PHOENIX — A debate in the Arizona Legislature over a proposal that would require local governments to cooperate with federal immigration agents laid bare the stark divide over the issue.
On one side of the debate late Thursday was a lawmaker smuggled into the U.S. as a young child who called for immigration reform and an end to splitting up families. On the other was a legislator who just as passionately called for the return of the “rule of law” that has drawn immigrants to the country for more than a hundred years.
House Bill 2121 would bar local officials from refusing to comply with federal immigration agents as they pursue immigrants living illegally in the U.S. The measure sponsored by Republican state Rep. Bob Thorpe, of Flagstaff, would require counties and municipalities to allow immigration officers to interview inmates in jail, receive detainees’ incarceration status and their proposed release dates.
The legislation would also make local governments liable for any person who is injured by someone who is released when there is a request for their confinement. It passed the House late Thursday on a voice vote and awaits a formal vote before heading to the Senate.
Democratic state Rep. Isela Blanc, of Tempe, who came to the U.S. from Mexico at age 10 and later become a citizen, spoke fervently against the proposal and repeatedly described it as an “incredibly divisive bill.” Blanc said when she was living in the U.S. illegally as a young child, she felt safe and unafraid, but that’s not true for young people now.
“This for me is a bill that really separates our Arizona,” Blanc said. “This is seriously hurting families, and it’s hurting our communities.”

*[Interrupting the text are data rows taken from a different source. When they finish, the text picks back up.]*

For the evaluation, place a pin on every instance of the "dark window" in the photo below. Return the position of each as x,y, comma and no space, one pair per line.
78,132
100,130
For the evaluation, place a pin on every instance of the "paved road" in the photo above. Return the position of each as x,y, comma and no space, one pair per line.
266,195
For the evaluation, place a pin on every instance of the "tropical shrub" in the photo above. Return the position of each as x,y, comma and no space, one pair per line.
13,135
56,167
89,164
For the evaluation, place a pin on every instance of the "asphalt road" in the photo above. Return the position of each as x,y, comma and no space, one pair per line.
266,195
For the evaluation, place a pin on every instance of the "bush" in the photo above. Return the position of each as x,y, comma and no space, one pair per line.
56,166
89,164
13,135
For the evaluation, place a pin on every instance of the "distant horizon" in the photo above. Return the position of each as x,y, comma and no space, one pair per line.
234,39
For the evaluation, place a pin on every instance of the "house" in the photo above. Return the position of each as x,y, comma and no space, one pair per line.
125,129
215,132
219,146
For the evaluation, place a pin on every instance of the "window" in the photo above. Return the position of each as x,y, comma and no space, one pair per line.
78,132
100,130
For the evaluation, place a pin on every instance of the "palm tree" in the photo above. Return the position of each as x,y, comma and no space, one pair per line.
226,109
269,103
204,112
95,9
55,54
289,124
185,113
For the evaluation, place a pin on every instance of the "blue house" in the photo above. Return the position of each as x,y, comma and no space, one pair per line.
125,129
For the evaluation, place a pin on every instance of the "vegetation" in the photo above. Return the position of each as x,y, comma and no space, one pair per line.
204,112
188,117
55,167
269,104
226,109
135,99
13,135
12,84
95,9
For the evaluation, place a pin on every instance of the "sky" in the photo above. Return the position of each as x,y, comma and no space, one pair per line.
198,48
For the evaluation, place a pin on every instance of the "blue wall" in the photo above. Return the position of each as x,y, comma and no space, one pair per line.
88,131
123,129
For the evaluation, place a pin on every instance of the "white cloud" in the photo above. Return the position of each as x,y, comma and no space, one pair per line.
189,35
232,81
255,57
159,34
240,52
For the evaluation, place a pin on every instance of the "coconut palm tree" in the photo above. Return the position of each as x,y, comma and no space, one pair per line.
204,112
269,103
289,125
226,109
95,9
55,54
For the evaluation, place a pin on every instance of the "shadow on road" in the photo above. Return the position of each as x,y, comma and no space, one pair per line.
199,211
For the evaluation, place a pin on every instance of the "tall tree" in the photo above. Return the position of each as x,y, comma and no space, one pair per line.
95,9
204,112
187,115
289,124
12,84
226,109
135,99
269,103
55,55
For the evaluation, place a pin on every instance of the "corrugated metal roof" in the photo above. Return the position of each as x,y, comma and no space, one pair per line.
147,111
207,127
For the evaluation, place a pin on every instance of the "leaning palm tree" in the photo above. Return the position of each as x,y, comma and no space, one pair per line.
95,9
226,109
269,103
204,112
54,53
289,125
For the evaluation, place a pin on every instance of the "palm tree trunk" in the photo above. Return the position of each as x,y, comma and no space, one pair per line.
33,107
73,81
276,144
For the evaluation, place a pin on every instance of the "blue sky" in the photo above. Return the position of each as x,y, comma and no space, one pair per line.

The debate unfolded just days after Maricopa County Sheriff Paul Penzone said his department will end a policy former Sheriff Joe Arpaio put in place that allowed access. The policy routinely kept immigrants locked up a few extra days after their release date to give federal authorities a chance to check their immigration status and launch deportation proceedings.
Republican state Rep. Kelly Townsend, of Mesa, said the bill would help restore the law and order she thinks the country has not had over the past eight years in regard to immigration.
“It’s not that we are trying to break up families,” Townsend said. “It’s not that we are cold-hearted, it’s that there are consequences to illegal actions. Bringing your children into a country, (if) you’ve done that illegally, that’s going to create consequences. And yes, it’s uncomfortable, it’s emotional.”
The measure is one of the few forays the Arizona Legislature has made since SB 1070, a 2010 Arizona law that requires police to check the immigration status of people they have reasonable suspicion of living illegally in the country.
Its passage drew widespread protests and a boycott of Arizona and sparked a national debate over the law and its legality. The backlash and the recall of its key sponsor, then-Senate President Russell Pearce, chilled the GOP-controlled Legislature from proposing strict immigration measures after SB 1070 became law.
However, their efforts have returned amid the Trump administration’s demand for a tougher stance on immigration, and a directive for a nationwide crackdown on an estimated 11 million immigrants living illegally in the U.S.
This story has been corrected to delete a reference that said the new proposal makes the failure to carry immigration documents a crime.